Lumo Imaging

LumoScannner for Researchers

LumoScanner for Researchers

Many researchers around the world are feverishly working on the next generation of AI systems that can be used for better diagnosis of skin diseases/conditions, including skin cancers.
Until now, these researchers were not able to experiment with or deploy their technologies in a realistic setting. They had to either rely on a dermatologist to capture dermoscopic images (which in itself preclude any conclusion regarding the efficacy of the algorithms in the wild) or use a Total Body Scanner and make do with its suboptimal clinical image resolution for their AI analysis systems.
The lack of prior dermoscopic resolution images posed challenges in the development of temporal analysis approaches that required exact size or other feature values from the past state of the lesions. We have therefore developed a special version of LumoScanner for researchers that we call LumoScanner for Researchers.

The LumoScanner Injury Documentation System is an advanced, non-contact imaging solution designed for precise wound assessment, monitoring, and documentation.

Since the LumoScanner for Researchers can be used with an IRB, every version of every Lumo developed software, regardless of its FDA registration/clearance, can be made available to the researchers. The researcher version also allows the researchers to work with sensitive medical imaging data locally without the complexities of implementing an IT-intensive cloud implementation. 

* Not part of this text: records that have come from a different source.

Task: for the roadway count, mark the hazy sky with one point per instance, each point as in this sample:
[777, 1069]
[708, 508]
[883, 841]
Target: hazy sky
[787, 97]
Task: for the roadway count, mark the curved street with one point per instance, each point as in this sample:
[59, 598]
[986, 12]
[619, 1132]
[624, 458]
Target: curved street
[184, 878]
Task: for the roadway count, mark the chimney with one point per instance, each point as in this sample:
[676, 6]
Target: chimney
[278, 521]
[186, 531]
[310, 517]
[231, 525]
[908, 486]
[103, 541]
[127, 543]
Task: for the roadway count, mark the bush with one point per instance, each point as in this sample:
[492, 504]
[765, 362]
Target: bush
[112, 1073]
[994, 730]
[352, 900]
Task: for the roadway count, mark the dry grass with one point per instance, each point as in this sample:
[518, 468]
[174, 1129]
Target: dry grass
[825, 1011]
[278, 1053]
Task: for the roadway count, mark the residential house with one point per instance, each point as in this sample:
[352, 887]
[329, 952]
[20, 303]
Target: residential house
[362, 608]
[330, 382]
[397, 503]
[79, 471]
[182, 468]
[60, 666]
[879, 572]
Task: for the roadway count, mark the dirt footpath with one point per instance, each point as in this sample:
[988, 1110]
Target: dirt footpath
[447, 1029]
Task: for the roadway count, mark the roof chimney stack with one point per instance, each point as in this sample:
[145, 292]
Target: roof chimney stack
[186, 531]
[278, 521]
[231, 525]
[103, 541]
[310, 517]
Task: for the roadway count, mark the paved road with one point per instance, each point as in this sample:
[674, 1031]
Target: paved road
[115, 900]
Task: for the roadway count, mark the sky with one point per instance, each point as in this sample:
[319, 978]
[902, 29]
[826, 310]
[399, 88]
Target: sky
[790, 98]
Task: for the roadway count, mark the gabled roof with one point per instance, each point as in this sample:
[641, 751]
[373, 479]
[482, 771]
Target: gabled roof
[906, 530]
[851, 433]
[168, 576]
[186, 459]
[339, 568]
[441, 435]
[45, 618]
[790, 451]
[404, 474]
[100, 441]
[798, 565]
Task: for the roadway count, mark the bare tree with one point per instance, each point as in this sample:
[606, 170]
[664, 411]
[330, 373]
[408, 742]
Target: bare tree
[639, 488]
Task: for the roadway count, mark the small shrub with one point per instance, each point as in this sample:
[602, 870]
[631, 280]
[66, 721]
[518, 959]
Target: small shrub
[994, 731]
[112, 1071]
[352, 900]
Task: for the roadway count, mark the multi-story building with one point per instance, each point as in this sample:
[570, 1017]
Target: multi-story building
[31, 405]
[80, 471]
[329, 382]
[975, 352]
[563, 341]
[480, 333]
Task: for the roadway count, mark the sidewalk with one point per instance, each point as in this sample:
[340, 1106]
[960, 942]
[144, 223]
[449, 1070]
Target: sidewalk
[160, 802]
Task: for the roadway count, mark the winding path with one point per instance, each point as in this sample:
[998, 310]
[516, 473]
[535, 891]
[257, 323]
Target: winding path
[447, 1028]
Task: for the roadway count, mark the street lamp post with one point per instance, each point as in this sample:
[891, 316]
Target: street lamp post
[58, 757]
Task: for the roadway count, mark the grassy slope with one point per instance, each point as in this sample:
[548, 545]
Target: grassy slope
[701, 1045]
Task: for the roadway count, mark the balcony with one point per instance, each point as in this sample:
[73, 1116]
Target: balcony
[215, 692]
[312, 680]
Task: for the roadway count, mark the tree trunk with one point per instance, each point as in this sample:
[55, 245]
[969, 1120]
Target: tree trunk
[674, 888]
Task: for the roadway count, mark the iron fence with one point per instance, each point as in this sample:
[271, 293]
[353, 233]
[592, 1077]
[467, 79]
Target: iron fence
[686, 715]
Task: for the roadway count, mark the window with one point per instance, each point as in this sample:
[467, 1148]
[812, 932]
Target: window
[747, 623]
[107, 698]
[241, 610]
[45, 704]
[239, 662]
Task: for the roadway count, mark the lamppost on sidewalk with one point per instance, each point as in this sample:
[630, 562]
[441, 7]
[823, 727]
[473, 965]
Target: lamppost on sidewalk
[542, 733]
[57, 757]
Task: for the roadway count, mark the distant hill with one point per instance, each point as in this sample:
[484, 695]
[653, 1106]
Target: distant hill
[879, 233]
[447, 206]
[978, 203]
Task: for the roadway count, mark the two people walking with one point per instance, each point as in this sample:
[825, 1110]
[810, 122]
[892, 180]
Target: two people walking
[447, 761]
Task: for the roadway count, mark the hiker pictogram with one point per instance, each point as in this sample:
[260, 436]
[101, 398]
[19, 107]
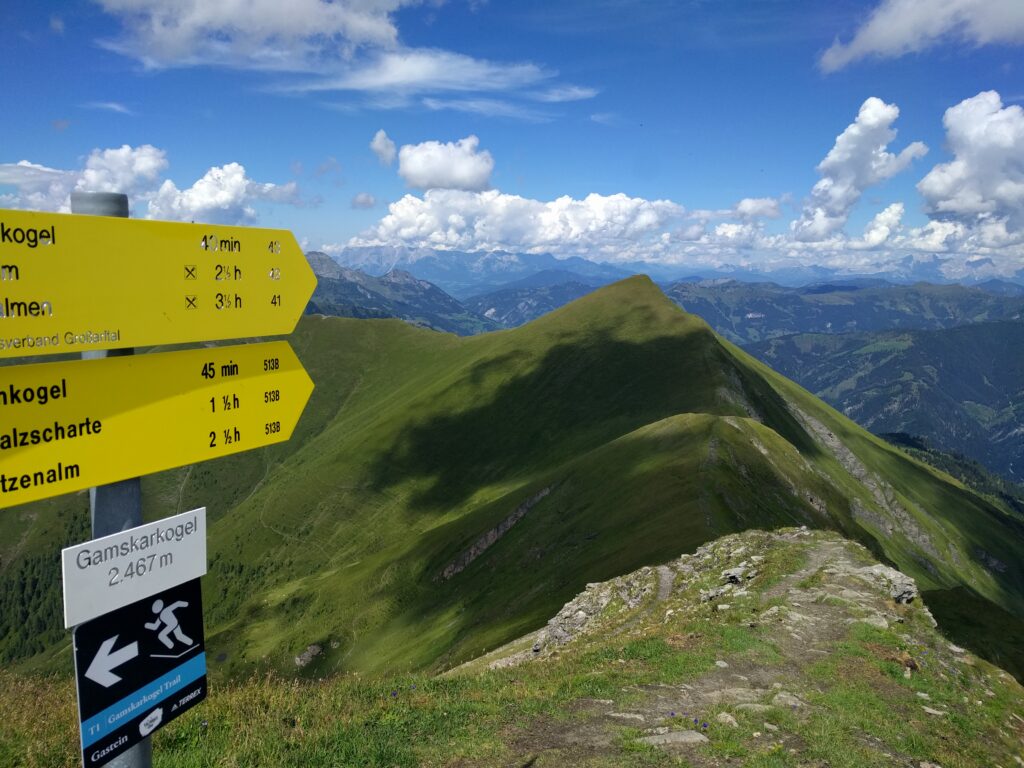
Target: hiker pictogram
[171, 626]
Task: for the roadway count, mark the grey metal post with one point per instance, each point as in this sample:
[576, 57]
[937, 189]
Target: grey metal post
[118, 506]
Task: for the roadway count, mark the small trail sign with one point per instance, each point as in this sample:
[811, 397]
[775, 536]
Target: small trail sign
[137, 669]
[115, 570]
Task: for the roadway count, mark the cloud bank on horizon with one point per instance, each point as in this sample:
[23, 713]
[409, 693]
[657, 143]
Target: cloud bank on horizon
[975, 203]
[974, 200]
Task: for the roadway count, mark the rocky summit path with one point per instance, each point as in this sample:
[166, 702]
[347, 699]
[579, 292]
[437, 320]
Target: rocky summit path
[766, 633]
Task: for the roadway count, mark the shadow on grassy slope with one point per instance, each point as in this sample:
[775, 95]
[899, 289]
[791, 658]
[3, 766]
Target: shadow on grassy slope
[581, 394]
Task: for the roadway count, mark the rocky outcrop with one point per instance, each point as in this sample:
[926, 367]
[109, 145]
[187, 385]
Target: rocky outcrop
[487, 540]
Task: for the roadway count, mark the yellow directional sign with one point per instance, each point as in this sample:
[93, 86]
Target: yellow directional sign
[67, 426]
[71, 284]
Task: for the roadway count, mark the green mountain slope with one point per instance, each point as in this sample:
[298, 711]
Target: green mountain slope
[444, 495]
[766, 648]
[963, 388]
[748, 312]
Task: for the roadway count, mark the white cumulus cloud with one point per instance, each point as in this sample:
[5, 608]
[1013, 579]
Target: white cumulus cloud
[125, 169]
[451, 165]
[879, 230]
[224, 195]
[899, 27]
[130, 170]
[37, 187]
[984, 182]
[383, 147]
[859, 159]
[609, 226]
[260, 34]
[758, 208]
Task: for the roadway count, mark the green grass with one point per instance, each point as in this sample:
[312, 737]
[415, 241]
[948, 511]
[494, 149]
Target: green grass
[653, 435]
[858, 705]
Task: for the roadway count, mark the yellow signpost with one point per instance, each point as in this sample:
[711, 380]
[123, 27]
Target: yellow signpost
[74, 284]
[68, 426]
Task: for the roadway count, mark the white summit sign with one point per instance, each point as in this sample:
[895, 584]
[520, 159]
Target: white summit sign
[119, 569]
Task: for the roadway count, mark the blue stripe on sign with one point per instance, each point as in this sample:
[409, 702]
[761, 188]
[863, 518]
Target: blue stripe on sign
[142, 700]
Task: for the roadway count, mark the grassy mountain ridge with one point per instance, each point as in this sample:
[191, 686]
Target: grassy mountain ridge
[962, 387]
[777, 648]
[635, 430]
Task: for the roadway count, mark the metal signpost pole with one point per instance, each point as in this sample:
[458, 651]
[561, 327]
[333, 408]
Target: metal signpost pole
[119, 506]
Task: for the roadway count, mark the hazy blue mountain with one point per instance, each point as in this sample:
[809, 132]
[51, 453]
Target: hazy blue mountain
[514, 306]
[463, 274]
[349, 293]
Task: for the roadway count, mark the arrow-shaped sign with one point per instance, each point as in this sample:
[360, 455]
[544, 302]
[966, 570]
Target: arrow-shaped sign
[67, 426]
[100, 668]
[71, 284]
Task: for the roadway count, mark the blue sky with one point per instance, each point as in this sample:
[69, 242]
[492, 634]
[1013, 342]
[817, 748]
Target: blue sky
[767, 132]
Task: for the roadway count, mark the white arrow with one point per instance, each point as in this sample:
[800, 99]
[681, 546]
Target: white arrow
[99, 670]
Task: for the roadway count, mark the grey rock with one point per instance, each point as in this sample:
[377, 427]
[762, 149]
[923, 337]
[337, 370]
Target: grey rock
[627, 716]
[783, 698]
[733, 576]
[307, 655]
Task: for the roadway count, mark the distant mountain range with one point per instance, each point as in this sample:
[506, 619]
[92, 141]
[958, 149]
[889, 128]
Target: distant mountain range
[521, 288]
[441, 495]
[349, 293]
[466, 273]
[463, 274]
[854, 343]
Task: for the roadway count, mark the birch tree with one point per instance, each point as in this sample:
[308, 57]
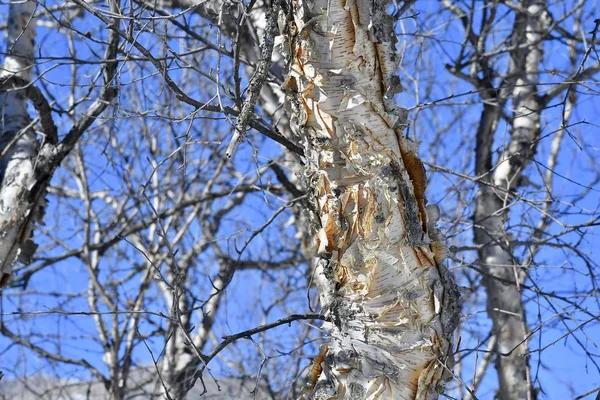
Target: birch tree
[167, 269]
[392, 306]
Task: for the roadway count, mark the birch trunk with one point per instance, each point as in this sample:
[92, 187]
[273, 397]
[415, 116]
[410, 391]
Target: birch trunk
[392, 305]
[503, 272]
[18, 144]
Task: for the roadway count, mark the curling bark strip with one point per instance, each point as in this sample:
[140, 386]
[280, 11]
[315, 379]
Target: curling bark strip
[19, 204]
[392, 304]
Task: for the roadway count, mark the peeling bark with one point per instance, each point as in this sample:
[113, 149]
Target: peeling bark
[392, 304]
[504, 276]
[20, 201]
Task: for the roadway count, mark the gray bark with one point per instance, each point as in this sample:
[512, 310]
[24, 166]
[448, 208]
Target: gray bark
[503, 272]
[392, 306]
[20, 205]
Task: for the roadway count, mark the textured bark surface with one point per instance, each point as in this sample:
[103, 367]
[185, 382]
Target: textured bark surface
[392, 305]
[20, 206]
[504, 275]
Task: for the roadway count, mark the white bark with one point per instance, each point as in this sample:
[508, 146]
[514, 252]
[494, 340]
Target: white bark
[503, 272]
[392, 305]
[18, 144]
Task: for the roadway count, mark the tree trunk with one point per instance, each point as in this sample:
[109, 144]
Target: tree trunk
[19, 204]
[503, 272]
[392, 306]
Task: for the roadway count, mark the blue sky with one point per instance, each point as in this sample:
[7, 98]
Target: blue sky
[447, 134]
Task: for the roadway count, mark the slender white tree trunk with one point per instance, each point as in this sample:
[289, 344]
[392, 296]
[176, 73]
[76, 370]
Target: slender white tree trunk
[392, 305]
[503, 274]
[18, 144]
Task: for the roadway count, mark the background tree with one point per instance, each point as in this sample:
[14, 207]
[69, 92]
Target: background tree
[157, 251]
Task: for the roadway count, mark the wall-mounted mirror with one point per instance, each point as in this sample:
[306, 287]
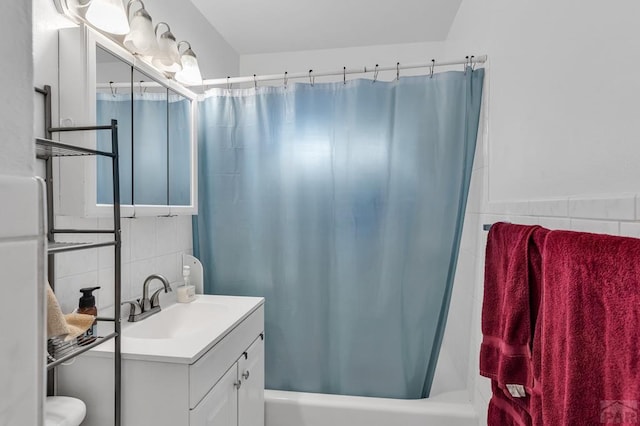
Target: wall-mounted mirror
[113, 101]
[179, 149]
[150, 152]
[155, 130]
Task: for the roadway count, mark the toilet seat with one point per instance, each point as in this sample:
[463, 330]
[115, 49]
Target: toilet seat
[64, 411]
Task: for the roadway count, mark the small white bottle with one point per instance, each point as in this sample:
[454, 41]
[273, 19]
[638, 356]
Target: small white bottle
[187, 292]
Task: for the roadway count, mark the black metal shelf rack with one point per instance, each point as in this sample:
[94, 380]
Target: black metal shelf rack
[59, 351]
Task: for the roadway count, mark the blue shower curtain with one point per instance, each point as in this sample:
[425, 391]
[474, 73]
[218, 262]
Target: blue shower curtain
[342, 205]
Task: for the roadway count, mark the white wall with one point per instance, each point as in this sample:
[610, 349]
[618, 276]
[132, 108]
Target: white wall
[150, 245]
[558, 136]
[21, 373]
[563, 101]
[216, 57]
[336, 59]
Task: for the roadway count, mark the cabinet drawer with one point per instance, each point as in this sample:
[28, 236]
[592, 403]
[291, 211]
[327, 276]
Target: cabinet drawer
[207, 370]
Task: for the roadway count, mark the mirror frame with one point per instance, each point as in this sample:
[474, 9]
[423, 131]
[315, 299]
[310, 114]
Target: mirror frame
[78, 54]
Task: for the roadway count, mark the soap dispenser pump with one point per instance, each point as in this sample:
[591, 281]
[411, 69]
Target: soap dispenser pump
[186, 293]
[87, 305]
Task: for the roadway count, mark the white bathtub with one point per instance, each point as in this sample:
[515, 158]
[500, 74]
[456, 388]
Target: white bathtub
[311, 409]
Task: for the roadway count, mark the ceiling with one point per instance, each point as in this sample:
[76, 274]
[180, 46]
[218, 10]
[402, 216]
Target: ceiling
[267, 26]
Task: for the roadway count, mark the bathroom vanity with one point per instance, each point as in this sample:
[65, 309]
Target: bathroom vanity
[195, 364]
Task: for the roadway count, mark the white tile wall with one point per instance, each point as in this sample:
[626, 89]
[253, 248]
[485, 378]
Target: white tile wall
[150, 245]
[21, 321]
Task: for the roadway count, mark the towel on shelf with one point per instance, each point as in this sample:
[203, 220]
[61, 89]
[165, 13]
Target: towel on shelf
[78, 324]
[509, 308]
[56, 323]
[589, 370]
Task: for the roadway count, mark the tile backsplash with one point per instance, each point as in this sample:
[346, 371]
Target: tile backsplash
[150, 245]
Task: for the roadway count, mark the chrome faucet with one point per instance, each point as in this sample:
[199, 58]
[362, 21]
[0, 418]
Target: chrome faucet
[147, 306]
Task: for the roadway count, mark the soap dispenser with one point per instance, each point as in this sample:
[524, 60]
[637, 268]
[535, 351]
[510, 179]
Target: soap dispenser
[87, 305]
[186, 293]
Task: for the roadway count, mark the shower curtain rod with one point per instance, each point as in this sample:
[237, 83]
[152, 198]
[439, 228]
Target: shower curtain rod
[469, 60]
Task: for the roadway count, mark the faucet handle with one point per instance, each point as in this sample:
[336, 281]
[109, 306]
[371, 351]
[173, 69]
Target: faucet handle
[134, 305]
[156, 296]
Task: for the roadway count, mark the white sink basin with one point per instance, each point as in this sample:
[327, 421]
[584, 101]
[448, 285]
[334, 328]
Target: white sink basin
[182, 332]
[177, 321]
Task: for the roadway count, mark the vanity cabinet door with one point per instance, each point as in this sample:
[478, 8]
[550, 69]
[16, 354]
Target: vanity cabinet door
[220, 406]
[251, 392]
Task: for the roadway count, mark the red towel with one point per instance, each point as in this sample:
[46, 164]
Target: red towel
[505, 410]
[510, 305]
[589, 365]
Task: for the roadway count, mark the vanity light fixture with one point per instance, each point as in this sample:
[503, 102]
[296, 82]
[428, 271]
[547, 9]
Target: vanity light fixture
[141, 39]
[167, 57]
[108, 16]
[190, 73]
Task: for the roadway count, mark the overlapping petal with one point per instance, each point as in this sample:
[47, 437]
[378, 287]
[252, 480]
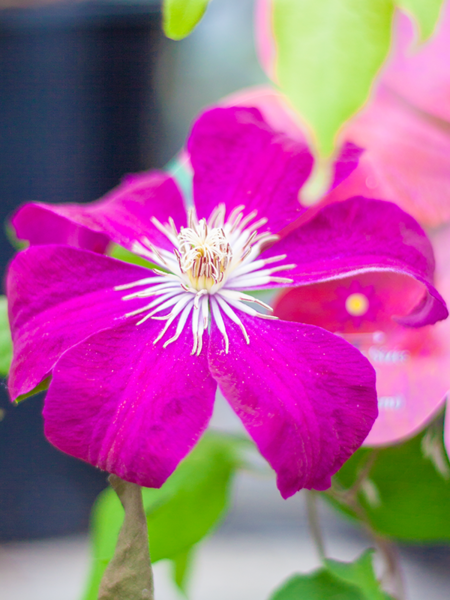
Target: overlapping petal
[58, 296]
[420, 73]
[412, 365]
[238, 160]
[128, 406]
[281, 118]
[406, 159]
[361, 235]
[305, 396]
[123, 216]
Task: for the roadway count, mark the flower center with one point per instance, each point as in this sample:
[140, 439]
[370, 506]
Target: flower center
[212, 262]
[204, 255]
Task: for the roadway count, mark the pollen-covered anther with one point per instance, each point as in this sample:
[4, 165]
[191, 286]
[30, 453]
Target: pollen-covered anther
[212, 262]
[204, 253]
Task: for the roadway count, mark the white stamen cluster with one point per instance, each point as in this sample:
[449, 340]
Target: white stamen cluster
[212, 262]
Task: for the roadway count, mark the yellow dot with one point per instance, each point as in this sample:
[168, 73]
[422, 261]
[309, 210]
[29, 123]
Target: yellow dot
[357, 305]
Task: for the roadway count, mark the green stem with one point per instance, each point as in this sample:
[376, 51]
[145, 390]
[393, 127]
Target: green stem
[314, 525]
[129, 574]
[392, 576]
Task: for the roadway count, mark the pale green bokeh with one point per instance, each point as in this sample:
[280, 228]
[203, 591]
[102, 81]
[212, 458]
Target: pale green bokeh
[328, 53]
[425, 12]
[181, 16]
[347, 581]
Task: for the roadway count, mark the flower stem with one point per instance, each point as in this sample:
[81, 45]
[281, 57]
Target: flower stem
[129, 574]
[392, 577]
[313, 521]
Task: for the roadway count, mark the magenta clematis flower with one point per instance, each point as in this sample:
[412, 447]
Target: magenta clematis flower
[403, 129]
[135, 353]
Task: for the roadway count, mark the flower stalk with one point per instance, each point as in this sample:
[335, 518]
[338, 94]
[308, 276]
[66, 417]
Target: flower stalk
[314, 524]
[129, 574]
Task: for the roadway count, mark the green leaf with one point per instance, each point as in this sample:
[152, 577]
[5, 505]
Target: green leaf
[406, 493]
[125, 255]
[182, 568]
[359, 573]
[328, 53]
[5, 338]
[181, 16]
[179, 514]
[41, 387]
[425, 12]
[336, 581]
[321, 585]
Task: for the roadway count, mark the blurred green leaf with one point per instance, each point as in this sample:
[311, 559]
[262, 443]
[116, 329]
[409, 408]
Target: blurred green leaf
[125, 255]
[336, 581]
[328, 53]
[425, 12]
[182, 569]
[406, 493]
[41, 387]
[359, 573]
[181, 16]
[5, 338]
[179, 514]
[321, 585]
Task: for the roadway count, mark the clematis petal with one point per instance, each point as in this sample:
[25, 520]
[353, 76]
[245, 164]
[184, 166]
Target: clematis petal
[305, 396]
[128, 406]
[57, 296]
[280, 117]
[407, 158]
[358, 236]
[412, 365]
[122, 216]
[238, 160]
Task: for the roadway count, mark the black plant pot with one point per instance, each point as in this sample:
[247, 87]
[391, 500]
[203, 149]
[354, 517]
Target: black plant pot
[77, 111]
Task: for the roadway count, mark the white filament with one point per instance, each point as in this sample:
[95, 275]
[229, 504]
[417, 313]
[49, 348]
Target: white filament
[212, 261]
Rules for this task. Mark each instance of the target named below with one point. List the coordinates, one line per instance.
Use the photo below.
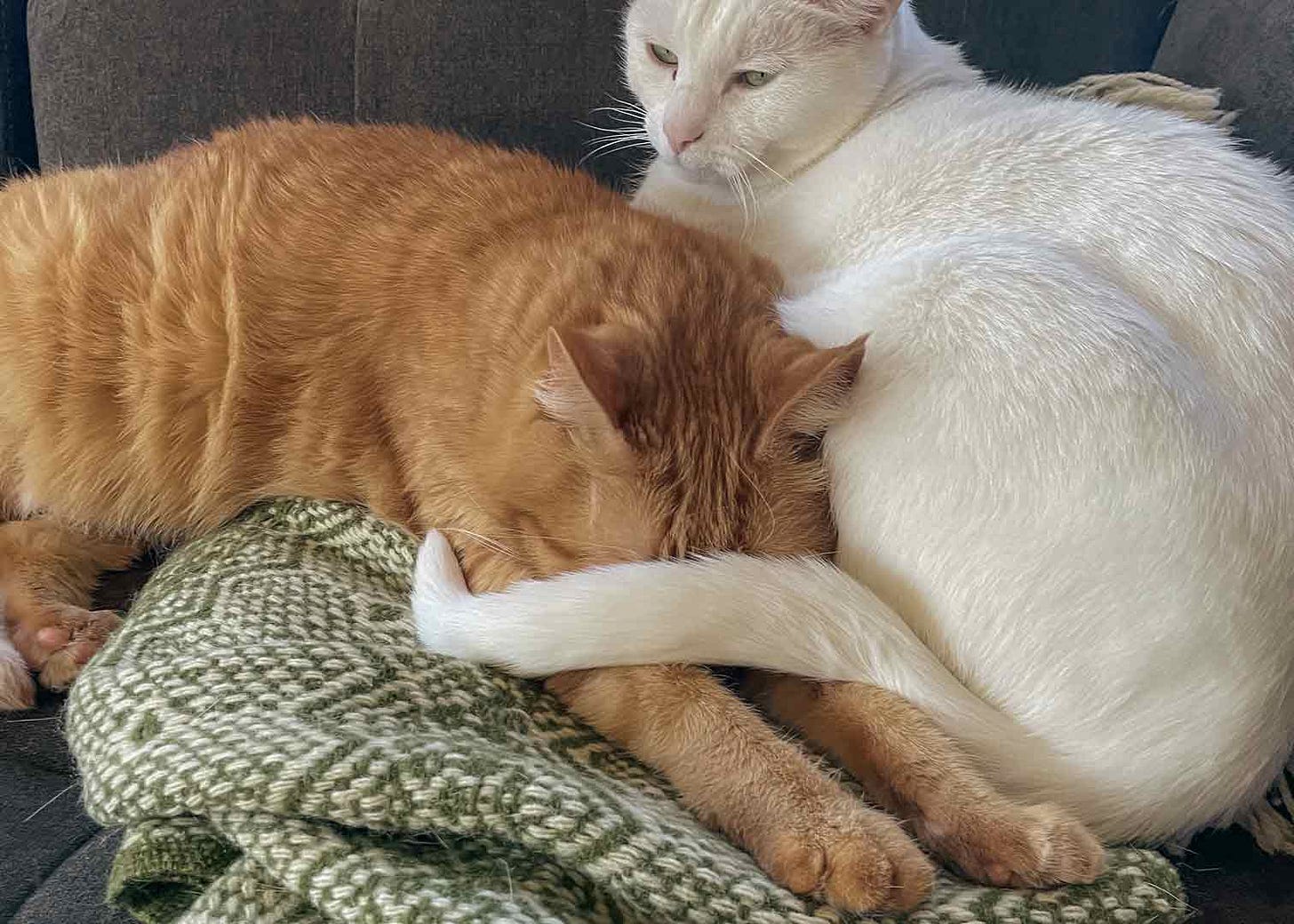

LumoScanner for Researchers systems provides the following functionalities:

LumoScanner image collection system

As with the upcoming LumoScanner for the Clinicians, the Researchers version is a recumbent system with six 61MP cameras, a gantry, depth cameras, and a lighting system. However, the specific scanner hardware for the researchers provides the researcher with added capabilities pre-purchase special requests and ease of post purchase modifications.

For example, the research system comes with White illumination sub-system however, the researchers will be able to order it with a lighting subsystem that is capable of White, Woods Lamp, and 405nm illuminations. The Researcher system can scan each subject twice (front and back) or four times (anterior, posterior, and side views).
The LumoScanner for Researcher is also capable of supporting a large set of resolutions. Regardless of which resolution setting is selected for the study, the LumoScanner automatically computes the gantry position, camera pan angle, and focus distance for each image so that the entirety of images in aggregate provides the optimum resolution for the specific body shape of the subject.
Please see the table below for some of the possible resolution settings:

LumoCrunch image processing software

LumoCrunch cloud software uses the images from the scanner as input, processes them and outputs a DICOM file for future analysis and/or visualization. LumoCrunch.

Incidentally, Lumo Imaging has developed and published a proposal for TBP DICOM and is currently serving as a voting member of the working group that is tasked with the development of the TBP DICOM standard. Please note the crops from 2D images are orthorectified before storage in DICOM files. Orthorectification is unique to Lumo while the rest of the processing steps performed as part of the LumoCrunch pipeline are quite standard, can be readily found in literature and have been used by other vendors of TBP Systems (e.g., Fotofinder and Vectra 360).

Orthorectification is a well-known and standard step for processing satellite imaging information (akin to our senses seeing an oval-shaped tabletop and our brain interpreting the information as a circular tabletop). The resulting processed data will be stored as a DICOM, most probably in the provider’s cloud space.

LumoDoc scan visualization software

LumoDoc is full-featured cloud-based (Zero footprint) TBP DICOM viewer that can fetch DICOM files from the DICOM store using Google Health API. As mentioned before, the current unpublished TBP DICOM format contains 2D images, 3D rendering as well as crops of lesions from the 2D images.

LumoDoc can visualize all three kinds of information, allow the clinician to examine the scan from anywhere and allow the clinician to annotate the scans.

Additionally, LumoDoc can side-by-side visualize the information from two TBP DICOM files (presumably from two different points of time but from the same individual). For example the clinician can side-by-side compare two 3D renderings, two 2D images or 2 lesion crops in order to view the subtle changes in the lesions over time.